It might be that I’ve seen Loving Vincent and Dunkirk close together but there’s something about both of them that appeals to me as a writer. Both go back to primary sources in that they use the letters of Vincent and Theo van Gogh, and the speeches of Winston Churchill in the dialogue to effect perhaps the greatest and quietest moments of emotional resonance in each. Of course, to those familiar with these texts and speeches this works, because it merges story into history and memory. Yet neither are documentaries because narratives are constructed around these historical moments and individuals, but at times it is easy to forget.
There is more of a traditional story telling arc to Loving Vincent, and with Dunkirk, more deliberation as to the structure of the timelines – which I will call a confluence of arcs. But this means their structures are laid bare at the beginning of each film, again ensuring we see them as stories, consciously rendered aforethought.
However, in the end, Dunkirk feels less story-like than a relentless continuance of events, like the tide on that French beach, or the attacks of the unseen Germans. This effect is heightened by both the soundtrack and the lack of dialogue which lends it space for unfolding outcomes, but also urgency. It’s a film where, as in life, things keep coming at the characters, who feel like they are the ones the camera just happens to follow, at least in the first half of the film. In contrast, with Loving Vincent, Armand is tasked directly to become the main character, and while his journeys are taken reluctantly, they transform him into the relentless ‘force’ of the story. His task soon inspires his drive to solve a mystery. In Dunkirk the drive is for the soldiers to survive and escape the beach, for the sailors to rescue them, and for the pilots to do their bit to help them all.
But enough about Vincent. Let’s stick with Dunkirk and World War II. While I have mentioned history, my experience of this film is somewhat mediated by the novella The Snow Goose by Paul Gallico. I knew this would be the case. As a story, I highly recommend Gallico’s work, even if the style is old-fashioned. While I’m aware of film versions I haven’t seen them and have no immediate yearning to do so such is the power of his deceptively simple telling rather than showing.

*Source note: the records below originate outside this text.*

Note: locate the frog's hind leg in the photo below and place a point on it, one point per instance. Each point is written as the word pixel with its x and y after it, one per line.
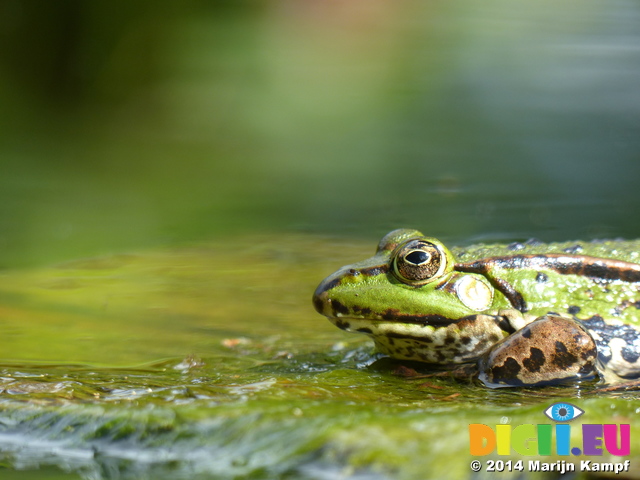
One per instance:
pixel 618 347
pixel 549 350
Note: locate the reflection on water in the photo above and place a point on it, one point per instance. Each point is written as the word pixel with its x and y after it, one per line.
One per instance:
pixel 130 129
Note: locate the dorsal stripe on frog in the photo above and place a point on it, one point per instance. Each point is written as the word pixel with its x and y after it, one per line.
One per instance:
pixel 601 268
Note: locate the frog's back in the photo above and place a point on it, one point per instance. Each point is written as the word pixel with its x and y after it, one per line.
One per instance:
pixel 603 295
pixel 625 250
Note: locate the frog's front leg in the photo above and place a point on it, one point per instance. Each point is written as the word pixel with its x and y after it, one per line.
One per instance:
pixel 547 350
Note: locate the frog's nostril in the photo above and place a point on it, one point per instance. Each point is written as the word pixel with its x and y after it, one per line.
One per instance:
pixel 320 299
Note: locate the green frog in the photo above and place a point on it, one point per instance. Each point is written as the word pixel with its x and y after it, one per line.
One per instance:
pixel 528 313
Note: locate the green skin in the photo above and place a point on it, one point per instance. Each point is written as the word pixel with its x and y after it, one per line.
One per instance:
pixel 480 303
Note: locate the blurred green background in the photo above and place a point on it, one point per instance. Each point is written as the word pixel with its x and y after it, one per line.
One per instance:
pixel 126 125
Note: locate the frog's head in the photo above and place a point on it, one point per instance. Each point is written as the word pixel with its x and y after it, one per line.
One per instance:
pixel 409 293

So yeah, even after appreciating all the effort in presenting the history as accurately as possible, I still turn to fiction to understand Dunkirk and my reaction to it. Or, I am using Dunkirk to reassess my memory of The Snow Goose. Either way, both speak to each other through me.
They fit and reflect each other without overlapping so very much. Dunkirk has shown me France and the terror on the beach and at sea, while Snow Goose showed me the English perspective, it showed me that as relentless as war can be, nature can be more so, and as cruel and desperate as war makes people, so they can be loyal and brave.

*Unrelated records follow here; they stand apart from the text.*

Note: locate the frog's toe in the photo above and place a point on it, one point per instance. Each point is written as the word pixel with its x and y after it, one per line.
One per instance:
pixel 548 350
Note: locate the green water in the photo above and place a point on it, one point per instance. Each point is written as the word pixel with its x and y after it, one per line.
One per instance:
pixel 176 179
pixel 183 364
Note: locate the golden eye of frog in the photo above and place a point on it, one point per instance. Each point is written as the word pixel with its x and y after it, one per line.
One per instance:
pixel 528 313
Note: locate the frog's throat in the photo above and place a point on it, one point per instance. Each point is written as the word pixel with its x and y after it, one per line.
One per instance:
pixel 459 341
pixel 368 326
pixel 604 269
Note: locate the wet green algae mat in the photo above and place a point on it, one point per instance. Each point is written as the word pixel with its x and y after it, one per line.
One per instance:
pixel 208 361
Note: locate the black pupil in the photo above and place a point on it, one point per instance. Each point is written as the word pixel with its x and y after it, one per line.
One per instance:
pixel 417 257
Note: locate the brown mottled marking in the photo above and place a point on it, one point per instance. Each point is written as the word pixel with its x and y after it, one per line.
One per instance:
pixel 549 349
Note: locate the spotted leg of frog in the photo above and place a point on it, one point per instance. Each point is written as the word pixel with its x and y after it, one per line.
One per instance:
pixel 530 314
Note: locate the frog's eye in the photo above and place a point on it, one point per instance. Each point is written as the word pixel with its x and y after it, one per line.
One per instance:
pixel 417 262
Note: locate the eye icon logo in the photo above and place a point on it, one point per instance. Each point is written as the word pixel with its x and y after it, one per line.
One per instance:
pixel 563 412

Maybe films like this go to first experiences and memory. I came across The Snow Goose when I was perhaps 10 or so. About the same time I first saw another film and one scene in Dunkirk that returned me to it – my first fear and panic watching the sinking of the ferry in The Black Stallion. But the more I think about it, each story is about what conflict and strife and political machinations do to the young, directly and indirectly. Yes, even this horse movie, as it deliberately references the legends around Alexander the Great’s battle mount Bucephalus – yet another unknowing being co-opted into war. For a more direct example there is the film (and novel and play) War Horse, but I don’t think I could ever see this film again.
I’m formulating the idea that films (or any story) can only evoke memories of like experiences. For me it is recursive, films get me calling up old memories of stories more than lived experiences. This is my perspective, but for others, perhaps the film will speak more directly.
Any who, Snow Goose and Dunkirk, and even The Black Stallion are carefully orchestrated explorations of randomness – this is the big theme. People (and geese and horses) encounter each other and their lives entwine and unwind because of any and every possibility in nature, and due to human ingenuity and war, even amid their greatest fears and worse outcomes. In the end, because they are stories, this looks like destiny, because we remember the string pullers of the narrative, the writers like the three Fates of Greek myth.
These works lend me to reflect upon uncertainty principles: while looking down from the perspective of the pilot (or indeed goose) the bobbing heads in the water remind me of the random movements described in Brownian motion. Yet up close they are not so random, as each individual makes every effort to survive on shore and at sea.
As you can gather, Dunkirk has left me with converging impressions and reminders rather than a straight forward singular experience. Which is like the film. Hence, this is really a conventional review. It hardly matters though, no one needs my say so to see this, but if you want a reminder of the intermittent chaos of war, and a lesson on how to thread disorder into a coherent form, then I do encourage a viewing.